As noted in a press release, “Treatment differences for two estimands – efficacy and treatment-regimen – were evaluated for three tirzepatide doses (5 mg, 10 mg and 15 mg) versus the respective comparators for SURPASS-3 and SURPASS-5. Efficacy estimand represents efficacy prior to discontinuation of study drug or initiating rescue therapy for persistent severe hyperglycemia. Treatment-regimen estimand represents the efficacy irrespective of adherence to the investigational medicine or introduction of rescue therapy for persistent severe hyperglycemia.” The primary and key secondary endpoints were met for both estimands in SURPASS-3 and in SURPASS-5.
"For people with type 2 diabetes who are at the point in their treatment journey where they would progress to an injectable therapy, these positive results emphasize tirzepatide's potential to deliver a meaningful impact in lowering their A1C and weight," said Dr. Bernhard Ludvik, Associate Professor of Medicine, Landstrasse Clinic, Vienna, and principal investigator of SURPASS-3. "Throughout the year-long study, tirzepatide provided sustained A1C reduction and progressive weight loss with low occurrence of level two hypoglycemia, an important consideration for people with diabetes and their clinicians."
Based on the efficacy estimand, the 15 mg dose of tirzepatide reduced A1C by 2.37 percent and body weight by 12.9 kg (13.9 percent) in SURPASS-3, and reduced A1C by 2.59 percent and body weight by 10.9 kg (11.6 percent) in SURPASS-5. At this dose, 62.4 percent of participants in SURPASS-5 reached an A1C level of less than 5.7 percent, putting them in the range of those without diabetes. Tirzepatide's overall safety profile is similar to that of the glucagon-like peptide-1 (GLP-1) receptor agonist class, with the most commonly reported adverse events being gastrointestinal side effects that decreased with continued dosing.

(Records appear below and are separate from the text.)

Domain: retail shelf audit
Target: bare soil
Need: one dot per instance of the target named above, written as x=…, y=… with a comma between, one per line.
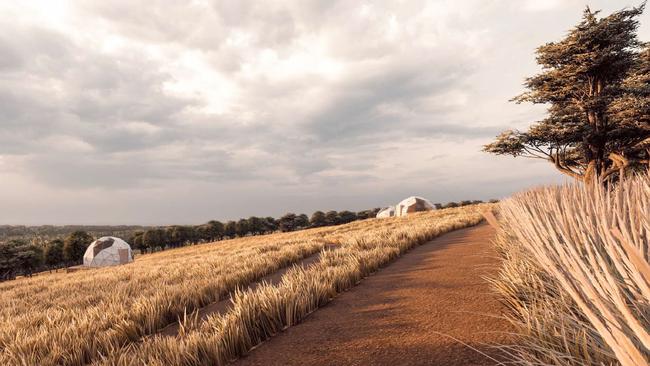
x=430, y=307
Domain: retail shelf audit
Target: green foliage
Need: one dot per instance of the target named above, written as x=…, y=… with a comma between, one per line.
x=231, y=229
x=53, y=253
x=317, y=219
x=332, y=218
x=75, y=245
x=9, y=265
x=287, y=222
x=216, y=229
x=595, y=82
x=345, y=217
x=242, y=227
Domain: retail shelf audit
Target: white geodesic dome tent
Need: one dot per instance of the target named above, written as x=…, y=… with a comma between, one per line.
x=108, y=251
x=413, y=204
x=387, y=212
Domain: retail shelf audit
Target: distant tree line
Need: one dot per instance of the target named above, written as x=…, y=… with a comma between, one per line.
x=461, y=203
x=21, y=257
x=160, y=238
x=24, y=256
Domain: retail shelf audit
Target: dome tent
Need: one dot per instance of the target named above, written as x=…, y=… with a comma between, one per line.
x=413, y=204
x=387, y=212
x=107, y=251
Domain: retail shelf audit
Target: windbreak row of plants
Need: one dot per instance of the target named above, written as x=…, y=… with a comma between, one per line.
x=576, y=277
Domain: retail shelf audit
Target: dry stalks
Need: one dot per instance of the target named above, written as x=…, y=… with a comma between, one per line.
x=259, y=314
x=576, y=274
x=86, y=316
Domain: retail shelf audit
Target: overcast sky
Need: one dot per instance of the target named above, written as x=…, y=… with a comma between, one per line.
x=161, y=112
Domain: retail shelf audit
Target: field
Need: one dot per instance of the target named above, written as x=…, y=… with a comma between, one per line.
x=106, y=315
x=576, y=274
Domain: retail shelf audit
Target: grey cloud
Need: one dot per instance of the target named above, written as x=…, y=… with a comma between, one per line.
x=98, y=86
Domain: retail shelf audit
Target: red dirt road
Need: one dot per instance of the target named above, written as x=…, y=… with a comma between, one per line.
x=405, y=313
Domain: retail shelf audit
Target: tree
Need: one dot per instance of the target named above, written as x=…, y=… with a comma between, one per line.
x=271, y=224
x=216, y=230
x=136, y=241
x=151, y=239
x=345, y=217
x=9, y=265
x=317, y=219
x=230, y=229
x=332, y=218
x=74, y=246
x=256, y=225
x=583, y=82
x=242, y=227
x=287, y=222
x=29, y=257
x=178, y=236
x=302, y=221
x=203, y=232
x=632, y=109
x=53, y=253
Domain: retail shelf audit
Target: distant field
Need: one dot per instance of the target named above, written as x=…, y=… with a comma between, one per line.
x=94, y=315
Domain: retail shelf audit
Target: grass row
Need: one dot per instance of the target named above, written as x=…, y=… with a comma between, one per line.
x=576, y=276
x=259, y=314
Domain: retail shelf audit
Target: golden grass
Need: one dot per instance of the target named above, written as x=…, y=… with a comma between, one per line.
x=257, y=315
x=104, y=314
x=576, y=274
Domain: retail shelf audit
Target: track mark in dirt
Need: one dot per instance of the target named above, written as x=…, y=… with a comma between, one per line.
x=221, y=306
x=429, y=307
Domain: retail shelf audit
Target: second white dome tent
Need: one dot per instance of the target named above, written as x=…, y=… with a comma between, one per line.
x=108, y=251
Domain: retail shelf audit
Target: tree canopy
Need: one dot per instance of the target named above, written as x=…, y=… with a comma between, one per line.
x=595, y=82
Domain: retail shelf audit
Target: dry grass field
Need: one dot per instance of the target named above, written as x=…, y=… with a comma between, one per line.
x=576, y=274
x=105, y=315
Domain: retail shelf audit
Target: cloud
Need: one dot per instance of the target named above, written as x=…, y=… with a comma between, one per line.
x=275, y=102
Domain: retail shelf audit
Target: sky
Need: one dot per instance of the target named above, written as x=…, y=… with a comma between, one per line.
x=178, y=112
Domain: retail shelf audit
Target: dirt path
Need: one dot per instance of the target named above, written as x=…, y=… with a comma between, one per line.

"Tirzepatide delivered impressive A1C and body weight reductions in both studies and continued to achieve consistent efficacy and safety results in people living with type 2 diabetes, regardless of how long they have had the condition," commented Mike Mason, president of Lilly Diabetes. "Significantly lowering A1C levels and weight are high priorities throughout the type 2 diabetes treatment journey, and the results we have seen from three SURPASS studies to date fuel our belief in tirzepatide's ability to meet those needs."
Lilly intends to present the full data for SURPASS-3 and SURPASS-5 at the American Diabetes Association's 81st Scientific Sessions as well as in a peer-reviewed publication this year.